His pen and guitar give birth to sincere and intimate compositions, outside of time, out of this indie time, difficult to insert into folk revival, new acoustic, low-fi and the like. The paths of his voice, of his writing seem embedded among the mountains, glaciers, and lakes of his album covers, those photos where it's unclear where summer ends and autumn begins, or another season, a season all his own, the season of Will Oldham.
Where "Ease Down The Road" ends, "The Letting Go" begins, the banjo gives way to delicate orchestras, sometimes fierce, never manneristic. The author relies less on catchy tunes and lost ditties and starts again with a slower, melancholic, and serene singer-songwriter style at the same time. The path started with "After I Made Love To You" continues with the vocal intertwining of "No Bad News", but it's just an example that well represents the tone of the album, constant without being repetitive. Oldham's voice is that of the wolf in love with the nightingale, his stories seem like an acoustic twist of the fables of Oscar Wilde, Aesop, the Grimms, or Andersen.

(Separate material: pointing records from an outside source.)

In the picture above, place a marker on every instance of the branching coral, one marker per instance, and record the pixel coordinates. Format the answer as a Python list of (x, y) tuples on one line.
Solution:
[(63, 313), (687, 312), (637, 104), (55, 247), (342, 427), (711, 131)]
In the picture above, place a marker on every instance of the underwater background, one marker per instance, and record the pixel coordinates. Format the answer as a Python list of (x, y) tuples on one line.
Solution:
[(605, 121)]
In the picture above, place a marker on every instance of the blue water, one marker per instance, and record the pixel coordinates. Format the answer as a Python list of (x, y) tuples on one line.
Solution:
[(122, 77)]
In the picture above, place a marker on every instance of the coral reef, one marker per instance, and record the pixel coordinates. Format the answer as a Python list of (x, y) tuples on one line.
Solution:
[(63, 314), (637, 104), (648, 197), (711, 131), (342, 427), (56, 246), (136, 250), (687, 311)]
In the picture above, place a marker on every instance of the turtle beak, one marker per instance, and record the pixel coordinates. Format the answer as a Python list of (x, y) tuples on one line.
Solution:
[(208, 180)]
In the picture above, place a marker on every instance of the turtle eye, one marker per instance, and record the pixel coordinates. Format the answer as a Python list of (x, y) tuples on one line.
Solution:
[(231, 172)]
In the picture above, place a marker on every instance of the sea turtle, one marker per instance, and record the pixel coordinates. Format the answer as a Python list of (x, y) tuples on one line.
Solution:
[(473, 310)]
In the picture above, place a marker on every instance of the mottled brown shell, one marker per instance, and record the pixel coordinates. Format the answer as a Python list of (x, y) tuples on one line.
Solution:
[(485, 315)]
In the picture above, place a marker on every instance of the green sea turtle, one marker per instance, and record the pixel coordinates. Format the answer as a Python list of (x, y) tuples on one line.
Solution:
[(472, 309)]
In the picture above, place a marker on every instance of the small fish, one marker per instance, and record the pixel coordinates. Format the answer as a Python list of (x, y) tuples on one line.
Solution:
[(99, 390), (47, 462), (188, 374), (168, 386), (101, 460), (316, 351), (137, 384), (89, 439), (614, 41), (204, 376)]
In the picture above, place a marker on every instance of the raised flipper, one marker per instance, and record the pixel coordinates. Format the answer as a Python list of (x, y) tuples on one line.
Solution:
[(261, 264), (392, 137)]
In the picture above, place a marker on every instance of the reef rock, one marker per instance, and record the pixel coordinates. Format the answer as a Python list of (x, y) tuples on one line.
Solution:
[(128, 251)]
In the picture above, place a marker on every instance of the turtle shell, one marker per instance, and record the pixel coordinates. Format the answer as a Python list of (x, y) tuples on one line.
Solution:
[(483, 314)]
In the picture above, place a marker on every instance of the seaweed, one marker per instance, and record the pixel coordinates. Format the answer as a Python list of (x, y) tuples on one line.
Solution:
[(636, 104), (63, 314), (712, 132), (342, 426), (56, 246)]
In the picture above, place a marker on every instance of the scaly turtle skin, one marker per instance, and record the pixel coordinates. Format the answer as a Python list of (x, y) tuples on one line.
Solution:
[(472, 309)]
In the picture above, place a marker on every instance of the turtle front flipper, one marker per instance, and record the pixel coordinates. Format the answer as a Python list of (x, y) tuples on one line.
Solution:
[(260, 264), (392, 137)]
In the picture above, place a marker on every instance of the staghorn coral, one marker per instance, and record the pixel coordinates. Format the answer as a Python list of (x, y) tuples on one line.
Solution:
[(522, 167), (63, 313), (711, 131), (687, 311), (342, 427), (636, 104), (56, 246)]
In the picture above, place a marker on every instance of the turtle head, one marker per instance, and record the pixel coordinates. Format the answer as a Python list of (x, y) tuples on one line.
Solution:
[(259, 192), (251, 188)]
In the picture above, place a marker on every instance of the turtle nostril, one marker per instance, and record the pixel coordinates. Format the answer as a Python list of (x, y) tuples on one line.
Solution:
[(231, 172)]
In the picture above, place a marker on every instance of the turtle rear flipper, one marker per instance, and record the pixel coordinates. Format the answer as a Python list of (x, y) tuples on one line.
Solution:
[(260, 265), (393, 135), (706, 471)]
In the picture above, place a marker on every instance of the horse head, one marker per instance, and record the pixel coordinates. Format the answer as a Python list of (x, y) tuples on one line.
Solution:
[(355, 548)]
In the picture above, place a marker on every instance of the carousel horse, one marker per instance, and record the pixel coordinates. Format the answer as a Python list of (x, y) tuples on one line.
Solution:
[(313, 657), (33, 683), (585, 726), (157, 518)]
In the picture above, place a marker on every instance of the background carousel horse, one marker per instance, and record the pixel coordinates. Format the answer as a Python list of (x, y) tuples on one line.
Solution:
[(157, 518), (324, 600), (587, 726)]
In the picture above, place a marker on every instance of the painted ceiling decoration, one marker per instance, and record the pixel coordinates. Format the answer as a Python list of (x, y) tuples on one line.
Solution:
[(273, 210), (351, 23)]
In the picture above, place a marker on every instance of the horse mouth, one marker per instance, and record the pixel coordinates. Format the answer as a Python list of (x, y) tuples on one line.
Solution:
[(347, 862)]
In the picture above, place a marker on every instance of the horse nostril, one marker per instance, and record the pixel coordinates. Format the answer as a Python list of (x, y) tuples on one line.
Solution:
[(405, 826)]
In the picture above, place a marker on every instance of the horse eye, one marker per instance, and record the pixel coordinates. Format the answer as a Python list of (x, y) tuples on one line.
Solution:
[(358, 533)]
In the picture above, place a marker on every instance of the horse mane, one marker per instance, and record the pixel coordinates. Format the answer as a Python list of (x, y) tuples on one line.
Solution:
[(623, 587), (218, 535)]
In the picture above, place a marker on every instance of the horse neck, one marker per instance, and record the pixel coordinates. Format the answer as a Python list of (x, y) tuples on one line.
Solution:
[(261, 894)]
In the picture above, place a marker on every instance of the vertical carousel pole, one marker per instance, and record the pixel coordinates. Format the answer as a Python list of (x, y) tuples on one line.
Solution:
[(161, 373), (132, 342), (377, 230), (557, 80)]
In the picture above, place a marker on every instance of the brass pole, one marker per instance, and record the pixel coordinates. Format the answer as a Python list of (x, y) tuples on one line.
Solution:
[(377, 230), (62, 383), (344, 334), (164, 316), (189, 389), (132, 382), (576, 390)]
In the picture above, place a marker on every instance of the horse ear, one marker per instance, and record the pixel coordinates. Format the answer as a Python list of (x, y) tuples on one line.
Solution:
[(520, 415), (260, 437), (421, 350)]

A wolf among wolves, a man among men, to use his own words. The orchestral crescendo of "Cursed Sleep" brings us back to the eternal restlessness of the artist, with "Cold & Wet" we hear a lament coming from some ghost town in the old west, in the supreme "God's Small Song" ice ghosts echo, "I Called You Back" is a sweet pursuit of trumpet, slide guitar, and piano...... but I don't want to insist on describing the songs, I won't try to grasp their constructive principles and weak links: I just want to invite you to reach the nearest mountains, lie on a meadow and as darkness falls and September approaches, let the magic of the fable of the wolf and the nightingale slip into you, of their flight between anguish and love... it's strange to be transported to that season magically suspended between summer, autumn, deep America and high Iceland, isn't it?